One possibility would be for me to get picked up by a more mainstream American publication, whose woke editors could then comb through my work, find something offensive I said 15 years ago, and bang-o, instant cancellation. That’s what happened to conservative writer Kevin Williamson, who was hired by the Atlantic and then fired less than a month later. But right now there just aren’t any takers; even Jezebel won’t take me on. It seems that if I’m going to get canceled, I’ll need to manufacture a scandal on my own. This seems, at any rate, like the American thing to do. In this land of rugged individualism, we need to be entrepreneurs of our own micro aggressions. The last thing we want is to start outsourcing our braindead moral panics to other countries.

To begin my self-cancellation, I decide to try a dry run on my Spectator editor, Freddy Gray, who lives in the UK. I type up a text to him: ‘There are only two genders.’ Then, deciding that’s too extreme, I change ‘two’ to ‘14’ and press send. His response: ‘You know it’s three in the morning over here, right?’ He refuses even to screenshot my text and tweet it at the Huffington Post with a GIF attached of Tina Fey rolling her eyes. Instead he says something offensive about the Scottish and begs off.

Hope springs for my auto-cancellation the next morning. Making my breakfast, I realize I may as well be at a neo-Nazi rally. My coffeemaker is manufactured by a company called Mr Coffee, which outrageously assumes the gender of millions of plastic filtration baskets. My maple syrup is Aunt Jemima brand, which canceled itself last summer for featuring an African American woman on its bottles. My butter is Land O’Lakes, whose logo was once an Indian maiden. Only my cereal, Lucky Charms, is not yet known to have received any complaints. I arrange all these items on my table, take a picture, post it on Instagram and generally undermine civilization as we know it. Yet my friends refuse to bite. One bigot replies, ‘You should make English muffins too!’

Feeling dejected, I decide after lunch to head down to my local bar. Maybe a few drinks will spur me to do something truly transgressive, like watch The Muppet Show with the windows open. I sit down at the counter and order a Sam Adams, one of my favorite beers, only to realize I’m quaffing the nectar of a cisgendered white man who appropriated Native American culture to throw British tea into a harbor. My eyes are then drawn to the draft spouts and I recoil in horror. Raging Bitch IPA. Golden Monkey Ale. Union Jack IPA. A glance at the liquors reveals more terrors: a Redbreast 12-year, as well as a handle of Beefeater, which must be offensive in some way.

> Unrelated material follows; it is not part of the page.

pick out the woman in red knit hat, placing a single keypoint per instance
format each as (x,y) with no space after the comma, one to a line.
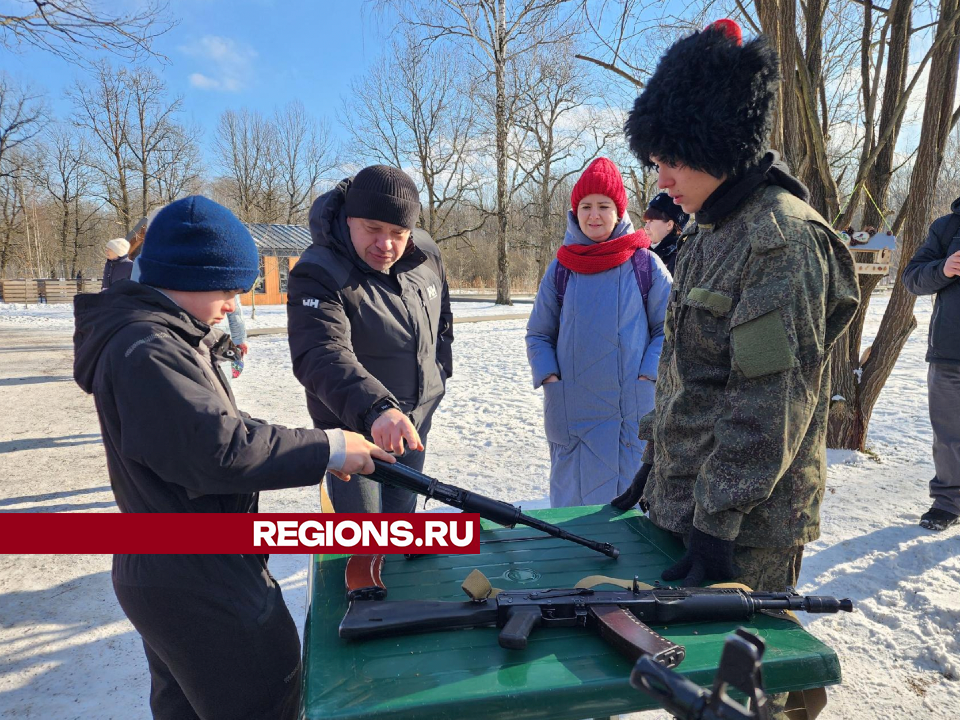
(593,342)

And then I look out the window and Wagner’s ‘Ride of the Valkyries’ crashes in my head. A child is walking past with a Harry Potter book under her arm.

And that’s just it right there. Try though they might, they can’t cancel us all. America’s two most innate tendencies, capitalism and moral panic, have been pitted against each other — and while the fight is still on, while the latter has in some ways commandeered the former, capitalism seems destined to triumph in the end. There’s simply too much culture, too much product, to erase everything that doesn’t measure up to some capricious pencil mark. Cancel culture is real and it poses a threat to free expression. But it’s also largely the bailiwick of sad Twitter activists, intersecting with the real world less often than we think. And even when it does, there will always be those who love nothing more than to poke a thumb in the eyes of the dreary and the literal-minded.

As I walk home, I gloomily admit that I’ll probably never be canceled. Time for Plan B: trying to get an ‘environmental justice grant’ from the stimulus package.